Thanks @Wacken0013 for the detailed issue, and sorry not to get back at you earlier.

I did not have the time to try your example yet to figure out what may be going wrong.

At first glance it looks like your worker fails to send the data it is owning before shutting down, which prevents the process to stop. And I confirm this is not the expected behavior.

First of all, I see the versions of Dask you're using (and Python version) are getting quite old, is it possible for you to install a more up to date version and see if you reproduce the problem?

Also not related, but I see you seem to be using a shared file system for your workers local directory (/scratch/b/x/dask-worker-space/worker-r7sc67zm), which is not recommended. Could you use something like /tmp or '$TMPDIR' if available?

guillaumeeb avatar Oct 09 '21 15:10 guillaumeeb

Thanks for the reply @guillaumeeb. I probably wont be able to upgrade the versions significantly, due to the old OS. Can you explain why using scratch is an issue? I can definitely change that, maybe it is also the source of my other dask problems :D

arndt-k avatar Oct 10 '21 09:10 arndt-k

As @guillaumeeb mentioned that's a reasonably old Dask version and we no longer support Python 3.6.

However I am wondering if this is a race issue between creating new workers, transferring state and the walltime.

I see your walltime is two minutes and lifetime is 50 seconds. That leaves 70 seconds to schedule a new worker job, have it fulfilled, connect to the scheduler and migrate the state.

Are you seeing new jobs being created to replace the old ones?
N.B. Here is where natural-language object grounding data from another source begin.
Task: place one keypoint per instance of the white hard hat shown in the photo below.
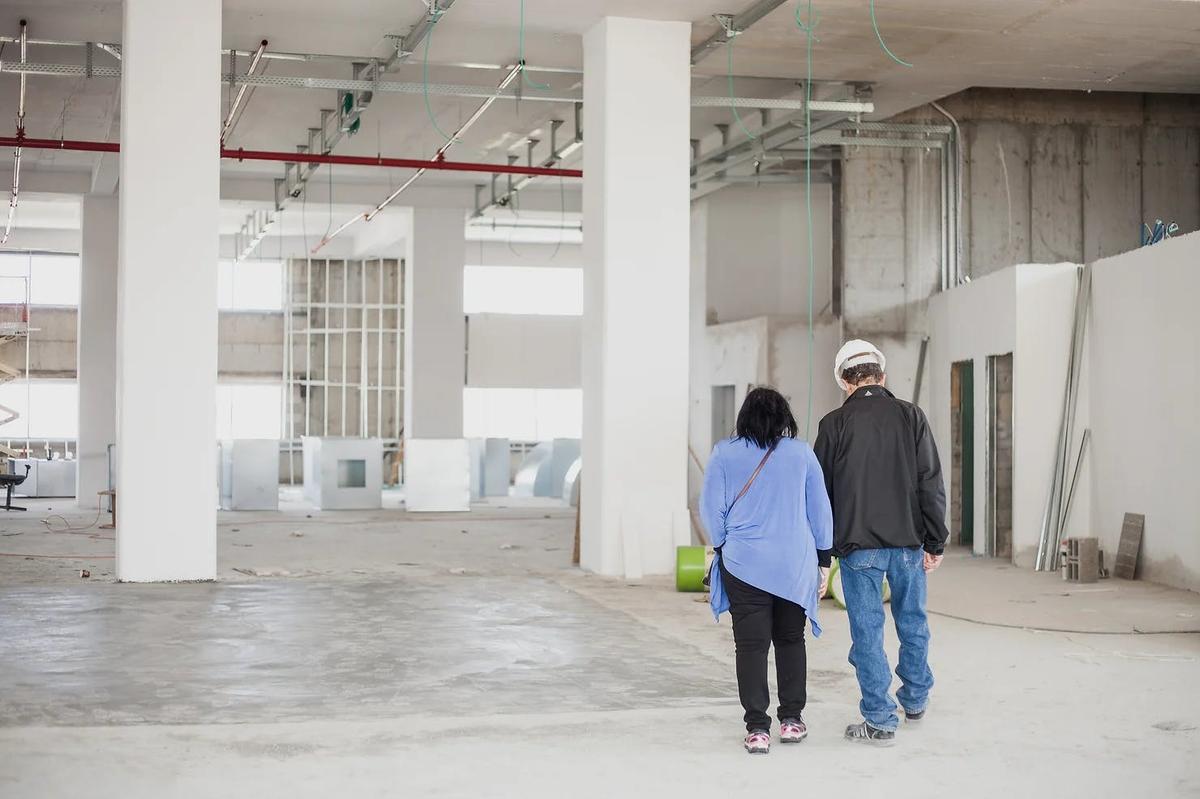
(855, 353)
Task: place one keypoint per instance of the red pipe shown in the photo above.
(307, 157)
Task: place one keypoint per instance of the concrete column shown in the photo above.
(167, 317)
(97, 346)
(437, 473)
(636, 83)
(435, 331)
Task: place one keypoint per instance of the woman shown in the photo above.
(767, 512)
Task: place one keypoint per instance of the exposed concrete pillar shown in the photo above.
(97, 346)
(167, 317)
(636, 86)
(436, 462)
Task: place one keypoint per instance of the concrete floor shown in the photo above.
(461, 656)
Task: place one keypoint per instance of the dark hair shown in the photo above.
(766, 418)
(857, 374)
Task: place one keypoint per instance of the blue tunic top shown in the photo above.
(771, 536)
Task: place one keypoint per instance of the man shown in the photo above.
(885, 484)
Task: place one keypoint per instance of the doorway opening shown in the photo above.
(963, 452)
(723, 412)
(1000, 456)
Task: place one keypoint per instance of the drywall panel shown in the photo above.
(523, 352)
(756, 251)
(970, 322)
(1056, 194)
(999, 160)
(1045, 301)
(1145, 379)
(1111, 191)
(1170, 178)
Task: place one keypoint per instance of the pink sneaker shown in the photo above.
(792, 731)
(757, 743)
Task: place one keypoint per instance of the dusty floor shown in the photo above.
(399, 654)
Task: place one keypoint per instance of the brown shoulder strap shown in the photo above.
(753, 476)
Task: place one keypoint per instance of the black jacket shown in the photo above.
(883, 476)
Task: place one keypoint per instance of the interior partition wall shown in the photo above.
(343, 361)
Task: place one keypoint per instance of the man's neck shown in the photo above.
(852, 389)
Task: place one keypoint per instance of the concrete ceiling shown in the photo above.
(1075, 44)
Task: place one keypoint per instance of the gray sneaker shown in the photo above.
(865, 733)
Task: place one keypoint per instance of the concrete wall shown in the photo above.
(789, 359)
(1071, 176)
(1145, 379)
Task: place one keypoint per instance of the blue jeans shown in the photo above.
(862, 580)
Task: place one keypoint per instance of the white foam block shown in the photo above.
(437, 474)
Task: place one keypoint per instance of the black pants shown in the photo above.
(759, 620)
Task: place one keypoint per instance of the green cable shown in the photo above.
(425, 74)
(882, 43)
(525, 76)
(732, 107)
(808, 26)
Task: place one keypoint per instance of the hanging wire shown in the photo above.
(882, 43)
(435, 16)
(525, 76)
(733, 108)
(808, 26)
(562, 217)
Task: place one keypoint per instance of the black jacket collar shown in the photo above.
(870, 391)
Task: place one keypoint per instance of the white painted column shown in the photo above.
(636, 89)
(167, 317)
(97, 346)
(436, 460)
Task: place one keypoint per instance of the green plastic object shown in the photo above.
(690, 569)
And are you seeing them connect to the scheduler in the scheduler log?

jacobtomlinson avatar Oct 12 '21 15:10 jacobtomlinson

Can you explain why using scratch is an issue?

In my experience (but I've to admit I'm not really sure of the use of each worker local directory, and this may have evolved across time), specifying a shared directory as the base directory of workers local directory can lead to bad behavior of workers. Workers compete for writing in this shared directory and sometimes fail.

I probably wont be able to upgrade the versions significantly, due to the old OS.

Yep, I did notice the old OS versions, but I didn't think it would prevent using something like Conda to upgrade to more up to date versions.

I see your walltime is two minutes and lifetime is 50 seconds. That leaves 70 seconds to schedule a new worker job, have it fulfilled, connect to the scheduler and migrate the state.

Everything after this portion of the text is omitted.